Abstract

Deep carbon mitigation and water resources conservation are two interacted environmental challenges that China's power sector is facing. We investigate long-term transition pathways (2020–2050) of China's power sector under carbon neutrality target and water withdrawal constraint using an integrated capacity expansion and dispatch model: SWITCH-China. We find that achieving carbon neutrality before 2060 under moderate cost decline of renewables by 10–20% depends heavily on large scale deployment of coal-fired power generation with carbon capture and storage (CCS) since 2035 in China's water-deficient northwestern regions, which may incur significant water penalties in arid catchments. Introducing water withdrawal constraints at the secondary river basin level can reduce the reliance on coal-CCS power generation to achieve carbon neutrality, promote the application of air-cooling technology, and reallocate newly built coal power capacities from northwestern regions to northeastern and southern regions.
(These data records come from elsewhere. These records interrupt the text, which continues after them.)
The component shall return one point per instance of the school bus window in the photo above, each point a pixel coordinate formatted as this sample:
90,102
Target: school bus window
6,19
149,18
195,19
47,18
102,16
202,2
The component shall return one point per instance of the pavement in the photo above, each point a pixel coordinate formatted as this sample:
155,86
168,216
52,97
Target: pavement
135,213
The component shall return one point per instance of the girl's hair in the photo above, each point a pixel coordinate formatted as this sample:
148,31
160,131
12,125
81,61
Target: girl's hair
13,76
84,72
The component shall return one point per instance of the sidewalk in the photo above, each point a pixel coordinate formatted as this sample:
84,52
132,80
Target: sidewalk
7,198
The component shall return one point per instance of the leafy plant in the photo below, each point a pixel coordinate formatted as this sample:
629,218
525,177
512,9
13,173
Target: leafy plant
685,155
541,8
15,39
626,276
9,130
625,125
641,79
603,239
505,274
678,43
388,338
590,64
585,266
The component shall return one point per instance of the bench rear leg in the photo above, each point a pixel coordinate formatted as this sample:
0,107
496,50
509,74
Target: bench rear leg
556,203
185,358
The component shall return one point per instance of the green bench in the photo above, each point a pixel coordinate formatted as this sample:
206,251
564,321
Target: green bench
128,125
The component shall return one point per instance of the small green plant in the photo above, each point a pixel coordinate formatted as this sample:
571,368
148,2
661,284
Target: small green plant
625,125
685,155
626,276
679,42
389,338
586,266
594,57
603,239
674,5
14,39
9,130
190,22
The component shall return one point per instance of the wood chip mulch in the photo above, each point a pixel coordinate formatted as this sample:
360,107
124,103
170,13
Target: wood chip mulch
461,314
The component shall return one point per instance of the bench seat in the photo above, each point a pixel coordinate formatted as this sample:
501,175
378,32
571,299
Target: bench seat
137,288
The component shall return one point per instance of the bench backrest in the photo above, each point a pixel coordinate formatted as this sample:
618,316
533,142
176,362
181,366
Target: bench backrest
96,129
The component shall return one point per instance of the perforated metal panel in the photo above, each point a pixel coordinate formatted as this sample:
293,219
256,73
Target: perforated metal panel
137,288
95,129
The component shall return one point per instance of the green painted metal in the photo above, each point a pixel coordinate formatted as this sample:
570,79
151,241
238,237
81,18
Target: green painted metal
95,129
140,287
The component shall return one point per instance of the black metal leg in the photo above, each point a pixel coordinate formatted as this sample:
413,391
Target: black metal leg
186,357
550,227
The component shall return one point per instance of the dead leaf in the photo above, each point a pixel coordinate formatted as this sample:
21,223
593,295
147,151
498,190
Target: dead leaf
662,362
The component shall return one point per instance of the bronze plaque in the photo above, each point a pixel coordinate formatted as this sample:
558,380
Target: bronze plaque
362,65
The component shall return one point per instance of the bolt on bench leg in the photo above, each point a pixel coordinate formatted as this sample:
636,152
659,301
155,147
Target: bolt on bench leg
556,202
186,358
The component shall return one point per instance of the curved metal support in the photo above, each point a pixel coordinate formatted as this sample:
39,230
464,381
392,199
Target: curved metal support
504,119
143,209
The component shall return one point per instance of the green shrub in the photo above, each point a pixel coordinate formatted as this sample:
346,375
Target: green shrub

If levelized cost of renewables can decline rapidly by about 70%, demand for coal power generation with CCS will be significantly reduced by more than 80% and solar photovoltaic (PV) and wind could account for about 70% of the national total power generation by 2050. The transition pathway under low-cost renewables also creates water conservation co-benefits of around 10 billion m3 annually compared to the reference scenario.